Is it so much your weight headed in the right direction, or is it your general health, well-being, etc.? I am more inclined to believe the changes are total body and, in some respects, intangible. I know that you need to see concrete results, but you are seeing them, and they are good markers. Rome wasn't built in a day. Neither was Quarto. Elephants. You can fill in the rest of the comment from there. I've said this enough.

Well, the end goal is general health and well-being, but the sad blunt truth is that, aside from superficial changes, I don't see much change in myself. I'm having to rely on weight and tape measurements for signs of progress right now. The changes are small. I sleep more deeply now. My hair and nails are now growing noticeably faster. I can see changes in the strength of individual muscles. But waking up and saying, "Yes, I'm different now" - no, not yet. But hey, Misty said she can see changes, and I'm wearing jeans and shorts that weren't comfortable six weeks ago. Ack. The phone just rang. I guess that's all for now.

Your butt is definately smaller. I can say that with some confidince because that is how I manage my own progress, by looking at my butt. My butt sense is quite developed. You may ask, why am I looking at Amy's butt? That's a fair question. I've not been looking at your butt because I have some weird fondness for it but when people start losing weight, especially women, they usually lose some there first. So by "Misy's Butt Smallerization Guide", you are making progress. ;)
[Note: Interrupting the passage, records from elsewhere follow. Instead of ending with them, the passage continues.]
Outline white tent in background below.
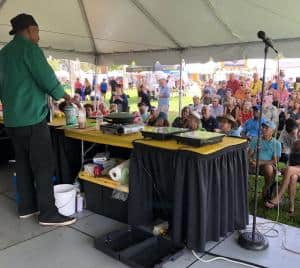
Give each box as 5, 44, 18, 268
0, 0, 300, 65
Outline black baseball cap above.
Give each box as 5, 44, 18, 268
9, 13, 38, 35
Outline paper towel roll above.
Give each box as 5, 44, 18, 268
109, 160, 129, 182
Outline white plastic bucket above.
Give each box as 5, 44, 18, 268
54, 184, 76, 216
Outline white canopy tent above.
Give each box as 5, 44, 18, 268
0, 0, 300, 65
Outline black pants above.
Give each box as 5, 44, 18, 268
7, 121, 57, 217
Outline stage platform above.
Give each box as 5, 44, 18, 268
0, 165, 300, 268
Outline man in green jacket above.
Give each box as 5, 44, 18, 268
0, 14, 76, 226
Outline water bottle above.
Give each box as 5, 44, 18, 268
96, 112, 103, 130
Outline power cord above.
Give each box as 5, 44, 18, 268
192, 250, 258, 268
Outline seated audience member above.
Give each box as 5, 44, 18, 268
278, 119, 299, 163
172, 107, 191, 128
234, 81, 248, 101
238, 102, 253, 126
263, 96, 279, 128
192, 96, 203, 113
138, 84, 151, 109
224, 98, 240, 120
209, 96, 224, 118
154, 112, 170, 127
227, 73, 240, 96
201, 89, 212, 105
204, 79, 216, 96
184, 111, 202, 130
265, 140, 300, 215
138, 102, 150, 123
110, 84, 129, 112
223, 89, 232, 107
74, 93, 81, 103
84, 103, 93, 118
201, 106, 218, 131
249, 121, 281, 200
217, 81, 231, 104
250, 73, 262, 97
288, 101, 300, 123
242, 105, 266, 139
217, 114, 241, 137
273, 80, 289, 107
74, 78, 82, 95
109, 103, 118, 114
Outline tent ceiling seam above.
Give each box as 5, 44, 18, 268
78, 0, 99, 57
129, 0, 182, 49
0, 0, 6, 10
204, 0, 242, 41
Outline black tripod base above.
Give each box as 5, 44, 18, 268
238, 232, 269, 251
The changes to you are not tangible because you see yourself every day. To someone who doesn't see you every day the changes will be much more pronounced. You will see on Friday/Saturday. Just remember...it's how you FEEL not how you look and you ARE feeling better. So nyah nyah nyah :PppPpPPp

If Jeff going to freak out when we all look at your butt on Friday? Can I take pictures? :)

You can definitely blame the different measurements on the different people. I had a dress made at Christmas and I can attest to the transience of measuring tape results! Trust your clothes; they're pretty much always the same. You're moving in the right direction in all sorts of ways, hon. I especially like your line that you didn't want to admit here that you gave up on a workout. It's precisely the same thing that's keeping me to my vegan Lent resolution, despite all of the chocolate everyone seems to like to eat in front of me!

No kidding on the day-to-day changes. I noticed all sorts of improvements after Mom's stroke that Dad just did not see.